A regulação da organização educativa não pode interferir com as lógicas de funcionamento do mercado de trabalho imposto pela globalização. Esta ideologia atribui um papel importante aos técnicos de reinserção social e aos gestores escolares na gestão da questão social que corroboram na definição da questão educativa. Segundo Lemos (op cit.) “é necessária a mobilização e participação empenhada de todos os agentes educativos –

43 professores, estudantes, técnicos, famílias – (…) de processos de regionalização avançados, de articulação entre o poder central, o poder regional e o poder local” (p. 12) para que se possa responder adequadamente às mudanças que se vão assistindo na sociedade, que permitam o progresso social do país e uma melhoria da qualidade de vida de todos os cidadãos, promovendo-lhes uma aprendizagem para a vida.

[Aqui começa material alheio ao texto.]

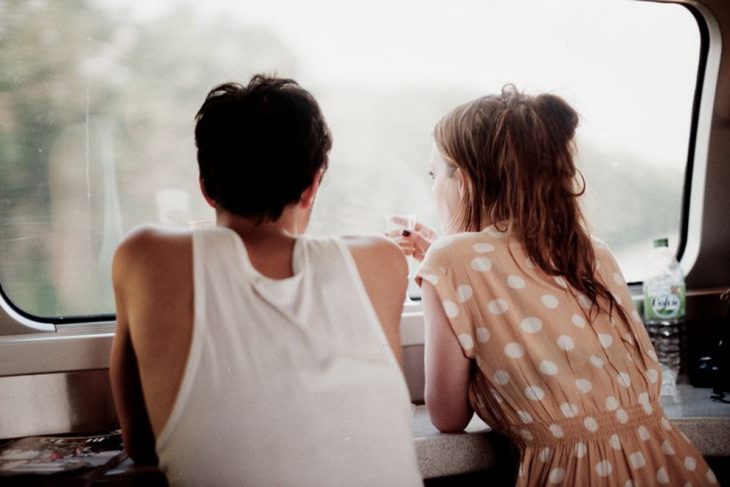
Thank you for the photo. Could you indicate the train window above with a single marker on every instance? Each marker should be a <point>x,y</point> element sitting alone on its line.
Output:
<point>97,99</point>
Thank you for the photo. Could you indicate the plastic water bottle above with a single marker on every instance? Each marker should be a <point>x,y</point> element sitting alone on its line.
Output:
<point>664,310</point>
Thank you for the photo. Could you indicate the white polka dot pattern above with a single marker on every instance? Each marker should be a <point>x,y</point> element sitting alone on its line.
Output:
<point>432,278</point>
<point>544,454</point>
<point>534,393</point>
<point>556,430</point>
<point>556,476</point>
<point>614,441</point>
<point>482,247</point>
<point>464,292</point>
<point>514,350</point>
<point>549,368</point>
<point>591,424</point>
<point>559,368</point>
<point>481,264</point>
<point>525,417</point>
<point>515,282</point>
<point>565,343</point>
<point>482,334</point>
<point>501,377</point>
<point>466,341</point>
<point>583,385</point>
<point>623,379</point>
<point>667,448</point>
<point>604,468</point>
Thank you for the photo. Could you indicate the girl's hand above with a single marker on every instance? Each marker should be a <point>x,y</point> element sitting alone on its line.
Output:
<point>415,242</point>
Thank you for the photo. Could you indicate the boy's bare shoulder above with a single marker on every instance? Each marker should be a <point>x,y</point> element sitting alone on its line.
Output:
<point>376,247</point>
<point>149,247</point>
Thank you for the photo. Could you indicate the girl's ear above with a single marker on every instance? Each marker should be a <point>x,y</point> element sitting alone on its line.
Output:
<point>310,194</point>
<point>461,181</point>
<point>208,199</point>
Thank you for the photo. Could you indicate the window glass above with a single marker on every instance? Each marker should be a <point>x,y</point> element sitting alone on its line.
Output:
<point>97,100</point>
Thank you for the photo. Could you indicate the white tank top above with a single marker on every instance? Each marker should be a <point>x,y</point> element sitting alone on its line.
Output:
<point>288,382</point>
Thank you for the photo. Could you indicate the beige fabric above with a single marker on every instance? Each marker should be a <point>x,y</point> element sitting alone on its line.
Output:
<point>579,398</point>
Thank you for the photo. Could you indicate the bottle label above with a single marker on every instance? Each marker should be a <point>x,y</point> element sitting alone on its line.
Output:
<point>664,306</point>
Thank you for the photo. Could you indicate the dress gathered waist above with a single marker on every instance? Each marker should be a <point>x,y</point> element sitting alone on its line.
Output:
<point>637,420</point>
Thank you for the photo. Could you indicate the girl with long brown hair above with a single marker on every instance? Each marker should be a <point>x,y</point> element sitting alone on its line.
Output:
<point>529,322</point>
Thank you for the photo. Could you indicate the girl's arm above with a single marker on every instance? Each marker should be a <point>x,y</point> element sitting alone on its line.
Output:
<point>447,369</point>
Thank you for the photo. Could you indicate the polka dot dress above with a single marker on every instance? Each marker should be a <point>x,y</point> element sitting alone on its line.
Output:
<point>578,396</point>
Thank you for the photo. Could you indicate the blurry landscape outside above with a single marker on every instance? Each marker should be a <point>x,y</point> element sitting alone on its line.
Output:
<point>97,100</point>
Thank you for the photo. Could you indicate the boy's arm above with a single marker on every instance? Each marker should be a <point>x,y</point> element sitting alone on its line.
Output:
<point>139,439</point>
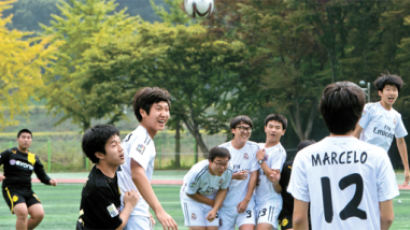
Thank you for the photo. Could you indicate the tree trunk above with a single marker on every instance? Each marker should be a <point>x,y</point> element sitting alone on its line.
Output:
<point>177,162</point>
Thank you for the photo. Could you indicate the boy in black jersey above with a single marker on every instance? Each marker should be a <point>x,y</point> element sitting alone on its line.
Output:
<point>100,198</point>
<point>19,164</point>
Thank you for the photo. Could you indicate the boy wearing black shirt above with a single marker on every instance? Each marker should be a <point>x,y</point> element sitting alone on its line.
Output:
<point>19,164</point>
<point>100,198</point>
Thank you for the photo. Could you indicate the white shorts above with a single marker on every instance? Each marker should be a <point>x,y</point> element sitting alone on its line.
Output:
<point>268,212</point>
<point>229,217</point>
<point>138,223</point>
<point>195,214</point>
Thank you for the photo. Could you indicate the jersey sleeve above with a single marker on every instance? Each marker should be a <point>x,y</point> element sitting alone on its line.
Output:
<point>39,170</point>
<point>192,184</point>
<point>387,187</point>
<point>138,152</point>
<point>4,156</point>
<point>400,130</point>
<point>366,116</point>
<point>98,207</point>
<point>298,184</point>
<point>227,179</point>
<point>277,162</point>
<point>254,164</point>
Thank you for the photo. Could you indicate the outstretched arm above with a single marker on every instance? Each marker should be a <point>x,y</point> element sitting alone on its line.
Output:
<point>144,187</point>
<point>300,215</point>
<point>402,147</point>
<point>386,214</point>
<point>357,131</point>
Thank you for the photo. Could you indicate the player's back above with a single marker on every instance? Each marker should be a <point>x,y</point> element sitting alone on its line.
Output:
<point>344,179</point>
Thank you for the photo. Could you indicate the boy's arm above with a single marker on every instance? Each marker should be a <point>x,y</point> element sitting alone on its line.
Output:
<point>300,215</point>
<point>386,214</point>
<point>357,131</point>
<point>41,174</point>
<point>201,199</point>
<point>219,198</point>
<point>144,187</point>
<point>251,187</point>
<point>402,147</point>
<point>130,200</point>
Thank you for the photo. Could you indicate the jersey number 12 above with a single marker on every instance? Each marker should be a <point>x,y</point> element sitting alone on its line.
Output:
<point>351,209</point>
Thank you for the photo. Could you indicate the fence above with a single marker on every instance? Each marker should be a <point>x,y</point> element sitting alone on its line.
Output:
<point>61,151</point>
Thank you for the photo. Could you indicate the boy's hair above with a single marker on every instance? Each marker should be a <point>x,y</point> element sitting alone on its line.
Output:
<point>24,131</point>
<point>218,152</point>
<point>341,106</point>
<point>388,79</point>
<point>277,117</point>
<point>238,119</point>
<point>95,138</point>
<point>145,97</point>
<point>304,144</point>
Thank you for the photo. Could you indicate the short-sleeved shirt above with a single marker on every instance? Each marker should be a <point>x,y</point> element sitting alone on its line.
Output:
<point>275,157</point>
<point>381,125</point>
<point>287,207</point>
<point>100,202</point>
<point>241,159</point>
<point>200,180</point>
<point>19,166</point>
<point>138,146</point>
<point>344,179</point>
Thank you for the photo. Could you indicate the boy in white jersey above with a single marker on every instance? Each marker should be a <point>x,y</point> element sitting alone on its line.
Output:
<point>238,206</point>
<point>151,107</point>
<point>380,122</point>
<point>349,183</point>
<point>204,189</point>
<point>270,158</point>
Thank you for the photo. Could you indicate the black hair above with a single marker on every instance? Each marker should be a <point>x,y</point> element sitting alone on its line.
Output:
<point>388,79</point>
<point>341,106</point>
<point>277,117</point>
<point>95,139</point>
<point>218,152</point>
<point>24,131</point>
<point>304,144</point>
<point>241,118</point>
<point>145,97</point>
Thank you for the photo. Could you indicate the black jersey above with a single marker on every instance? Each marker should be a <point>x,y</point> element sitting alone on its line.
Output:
<point>100,202</point>
<point>19,166</point>
<point>287,207</point>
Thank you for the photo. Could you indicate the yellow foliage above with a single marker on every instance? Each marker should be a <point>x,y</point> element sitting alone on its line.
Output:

Na introdução da Conferência Mundial de Educação para Todos pode ler-se que “o estatuto da educação está a mudar, anteriormente vista como um factor de unidade e integração dentro das sociedades, capaz de vencer diferenças e desigualdades sociais e económicas, está hoje a tornar-se cada vez mais uma fonte dessas mesmas diferenças e desigualdades, numa economia global que privilegia os que possuem maiores aptidões e limita as oportunidades dos que as não têm” (Delors, 1998, p.13). Assiste-se nesta era, a da globalização, ao fomento de uma aprendizagem baseada em competências de vida, em conhecimentos que se adquirem ao longo da vida. Os alunos são, hoje, preparados para e num sentido de oportunidade, com base no desenvolvimento da responsabilidade e do sentido de justiça. Delors (op cit.) atribui ao professor o papel de agente de mudança, o que promove e implementa a compreensão e a tolerância para a miscigenação linguística e para o pluralismo étnico-cultural a que se assiste, nesta sociedade que se afirma democrática.